Both CCS and BALLS statements end up as BALLS.
If you put quotes around a line, it explicitly tells KoLmafia that it is a BALLS statement. There is a specific group of BALLS statements that we recognize immediately as such. Also, if you have a ";" in your line, that is assumed to be multiple BALLS statements. Here is the method:
Code:
public static final boolean isMacroAction( String action )
{
return
action.startsWith( "scrollwhendone" ) ||
action.startsWith( "mark " ) ||
action.startsWith( "goto " ) ||
action.startsWith( "if " ) ||
action.startsWith( "endif" ) ||
action.startsWith( "while " ) ||
action.startsWith( "endwhile" ) ||
action.startsWith( "sub " ) ||
action.startsWith( "endsub" ) ||
action.startsWith( "call " ) ||
action.startsWith( "#" ) ||
action.startsWith( "\"" );
}
Now, there are CCS statements that are also BALLS statements - "skill", "use", etc. - which translate directly to BALLS. KoLmafia will do preprocessing on some of them - auto-Funkslinging on "item" (which translates to "use"), for example, as discussed elsewhere, or treating pickpocket as "try to steal an item", which will not attempt it, if it thinks the monster has no items. So, if you want to force the BALLS behavior, you can surround the statement with quote. "pickpocket" will pass that statement verbatim in the generated macro, but pickpocket without the quotes may be completely suppressed, if KoLmafia thinks it is pointless.

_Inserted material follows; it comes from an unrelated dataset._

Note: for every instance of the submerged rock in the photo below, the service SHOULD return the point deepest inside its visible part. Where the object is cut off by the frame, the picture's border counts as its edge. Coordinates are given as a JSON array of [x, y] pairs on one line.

Generally, you can omit the quotes.
Until a few days ago, simply having a consult script called in your CCS meant that no CCS -> BALLS processing happened for any of your CCS; you could write BALLS statements before you said "consult" and we'd bail on macrofying it. Instead, we'd execute each line of the CCS and, eventually, get to the "consult" line, and call it. Since we'd ignore the BALLS statements - as listed in that method - we'd only do the lines that looked like CCS lines. In many cases, that was fine: if you wrap a "skill XXXX" line in an "if hasskill" and "endif", we'd try to do the skill - and since KoLmafia already suppressed it if you didn't have the skill, it would work as you expected.
I fixed it, in response to another bug, such that we macrofy all the statements up to the "consult", call the consult script, macrofy all the statements following it up to the next consult, and so on. And now, people who mixed BALLS with consult scripts are actually having their BALLS interpreted by KoL itself, with surprising results, perhaps. As this thread shows.